Likewise, one thing that the North Korean regime has been exceptionally good at is deflecting blame. A wholly disconcerting number of the North Korean people really do believe that their suffering is because of the United States and a puppet South Korea. Furthering that suffering may well generate the anger you would be hoping to generate, but there is no guarantee that it is directed at the people it should be directed to.
Honestly, just waiting the North out is probably the best approach. I think Kim Jong-Il is regarded as pretty damn psychopathic, and I don't mean that short of its literal sense. There is simply no telling what he will do. He is also 70 years old. Short of him deciding to go out in a big bang, the amount of harm he can do, personally, is coming to a close. His children are western-educated. This is by no means a guarantee that they will be any better, but it is at least an indication that they understand the depth of the lie they are living in North Korea and has to offer at least some hope that, at bare minimum, they will be more reasonable people to deal with.
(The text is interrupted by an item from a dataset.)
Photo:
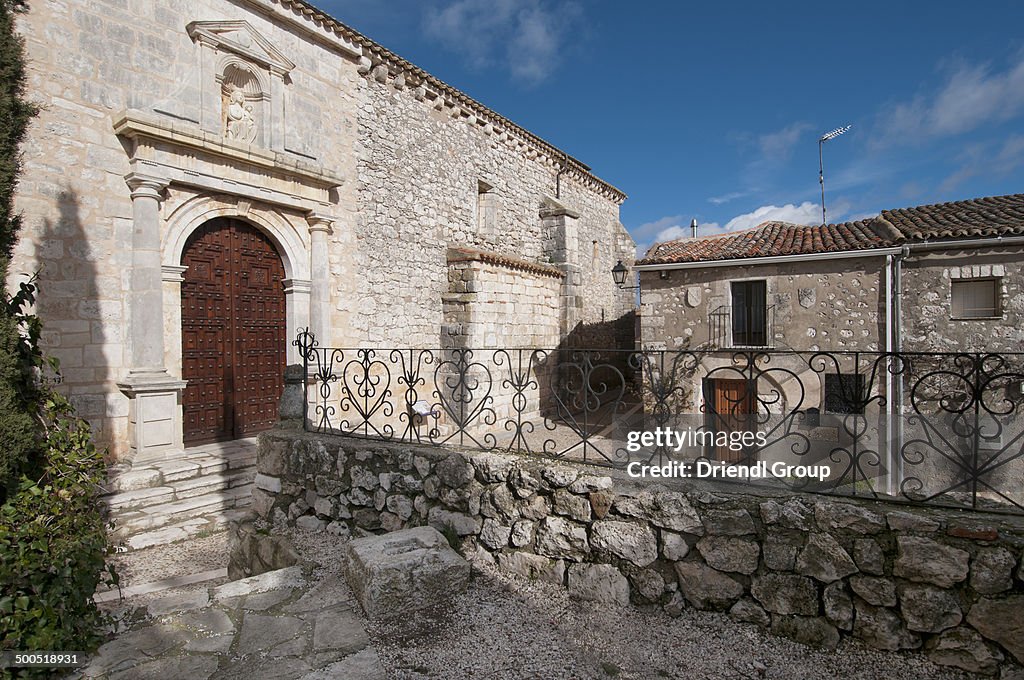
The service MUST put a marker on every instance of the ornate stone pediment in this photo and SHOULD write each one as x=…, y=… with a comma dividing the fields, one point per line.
x=241, y=38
If not, once more about them and their ruling style and personalities are known, other measures can be considered. Until then, the status quo is good enough I'm afraid.
The Korean war was certainly on a smaller scale than WW2, but it wasn't just a drop in the bucket. The North and its supplemental Chinese used all kinds of human wave tactics, literally just marching people off to their death and hoping that it would eventually overcome the other side. The UN and US forces were still in the WW2 era of technology -- there were almost 40,000 US deaths, compared to the almost 60,000 US deaths in Vietnam despite lasting for only three years. As an ideological, civil war, there were mass slaughters of the native Korean soldiers and civilians on both sides, with thousands being killed at a time. The bare minimum for civilian deaths is something like 2 million, and upwards of 3 million.
This doesn't include the aftermath, when the country was severed in two and completely impoverished on both sides. South Korea has some glitz and glamour today, but it centers in a few cities, and there are still millions of people living in complete poverty. North Korea is like the post-Roman Dark Ages, except for the complete dictatorship that rules over the population armed with modern weapons. Today the population is much higher than in the 1950s, with one-third or one-fourth of the population of the USA living on a peninsula that's about half the size of California. Almost 1/3 the population of the South, about 20 million people, lives in the greater Seoul area, which is basically inside artillery range which could level huge sections of the city, and the people living there, in a very short amount of time.
Nobody really knows what the North Koreans would do in a war, either. Many of them could fight to the bitter end regardless of what was actually going on. Some of them might believe the propaganda about the South and US being ruthless killers ready to slaughter them all and commit suicide like Japanese civilians and soldiers did even in the waning days of war in the Pacific in WW2. They might try to take as many people with them into death. Even in a quick war where the majority of North Korean soldiers surrendered, the leadership probably would not and would find all of the hardliners they could willing to fight.
Even in the best case scenarios of a short, one-sided war, it would be a total bloodbath. North Koreans wishing to escape the fighting or just wishing to escape the area would pour over the borders both North and South, flooding into areas not able to support that many people so suddenly. There's even a potential of the Chinese invading along the north in order to capture territory, to prevent such a huge refugee crisis, and to guarantee the continued existence of a buffer zone not dominated by American interests so close to their territory. It would be an absolute humanitarian disaster no matter the outcome and would almost certainly be accompanied by millions of deaths even in the best-case scenarios.